Para quem gosta de contato com a natureza, existem muitas unidades de conservação. Área de Proteção Ambiental do Igarapé Gelado, Floresta Nacional dos Carajás, Floresta Nacional do Itacaiúnas, Reserva Biológica do Tapiragé, Floresta Nacional do Tapirapé-Aquiri e Reserva Particular do Patrimônio Natural da Fazenda Pioneira. Em termos de acesso, uma excelente opção é o parque da Fundação Zoobotânica de Marabá, onde espécies da flora e da fauna, como a raríssima arara azul e a onça pintada estão em processo de readaptação ao habitat natural.
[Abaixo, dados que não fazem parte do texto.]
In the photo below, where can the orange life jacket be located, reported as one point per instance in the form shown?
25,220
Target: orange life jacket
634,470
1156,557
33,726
O lugar é como um grande hospital, em plena floresta amazônica. Aberto para visitação pré-agendada, o parque é cadastrado no Conselho Nacional de Meio Ambiente e recebe grupos de turistas, pesquisadores, estudantes, entre outros. Papagaios, macacos de várias espécies, gavião real, raposa, araras, jaguatirica, preguiças e outros bichos habitam provisoriamente o parque, localizado no km 9 (sentido Marabá

–Carajás) da Rodovia PA-150.

Rota do Grande Lago - Ainda no pólo Araguaia Tocantins, Tucuruí (na língua tupi rio dos gafanhotos), localizado a 427 km de Belém, é um dos municípios paraenses que mais se destacam na mídia nacional e até internacional. Não por acaso, afinal, é guardião da Usina Hidrelétrica de Tucuruí, 100% brasileira e a quarta maior do mundo, responsável pela geração de energia elétrica para boa parte do Brasil. Sinônimo de modernidade e desenvolvimento, avanços tecnológicos e ousadia do homem, a Usina foi construída em 1984 e é também sinônimo de atrativo turístico.
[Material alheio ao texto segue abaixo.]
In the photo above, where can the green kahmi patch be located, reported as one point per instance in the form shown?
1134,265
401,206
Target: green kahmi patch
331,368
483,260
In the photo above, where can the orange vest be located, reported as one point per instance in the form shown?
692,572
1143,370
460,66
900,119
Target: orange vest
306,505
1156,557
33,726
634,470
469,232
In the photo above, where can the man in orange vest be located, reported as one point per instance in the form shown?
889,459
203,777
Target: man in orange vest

Como relata Mariana Bogea, uma parceria entre a prefeitura de Tucuruí, por meio da Secretaria Municipal de Turismo, que ela dirige, e a administração da Usina, permite que a comunidade visite o projeto, conheça seu funcionamento e interaja com os diversos espaços. A ilha de Germoplasma é um desses lugares abertos à visitação. Um museu também guarda as amostras da fauna e da flora originais da região antes do alagamento da área para construção da hidrelétrica. Turistas e visitantes de outros estados e países também fazem as visitas monitoradas. Dona Elvira Moraes, 75 anos, mora em Tucuruí desde 1958, mas nunca tinha ido à Hidrelétrica. Em recente passeio, promovido pela Secretaria de Turismo, se emocionou com o que viu.

"Eu via os índios do lado de lá do rio, eles atravessavam de canoa pra buscar remédios e tinham muito medo da água naquela época. Eu não imaginava que aqui era tão grande e tão importante assim", diz a anciã, que vê o desenvolvimento de sua cidade a partir das janelas abertas pelo turismo.
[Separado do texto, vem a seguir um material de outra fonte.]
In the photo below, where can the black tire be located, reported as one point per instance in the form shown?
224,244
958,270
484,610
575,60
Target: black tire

O município é também um rico e promissor pólo de pesca esportiva, o que fez com que a prefeitura não só incentivasse torneios como também investisse na reprodução de espécies como forma de manter a psicultura como base econômica e de desenvolvimento sustentável das famílias. A meta do projeto é inserir 20 mil trabalhadores no mercado produtivo do pescado, que envolve a montagem de tanques de criação, fabricação de ração, frigorífico entre outras atividades, que já começam a ser desenvolvidas no município e em especial no lago de Tucuruí, que tem uma extensão de 2.430km2, tudo executado aos olhos dos turistas e dos adeptos da pesca esportiva.

Investimentos – Para dinamizar ainda mais o pólo Araguaia Tocantins dois projetos de desenvolvimento turístico estão sendo trabalhados pelo Fórum Regional de Turismo – FORUMTURAT. O Plano de Desenvolvimento Turístico da região Araguaia e o Plano de Desenvolvimento Turístico da região Tocantins. Ambos estão sendo debatidos amplamente, como alternativa de fortalecimento do pólo e suas rotas, que se preparam para receber grande fluxo neste período de veraneio.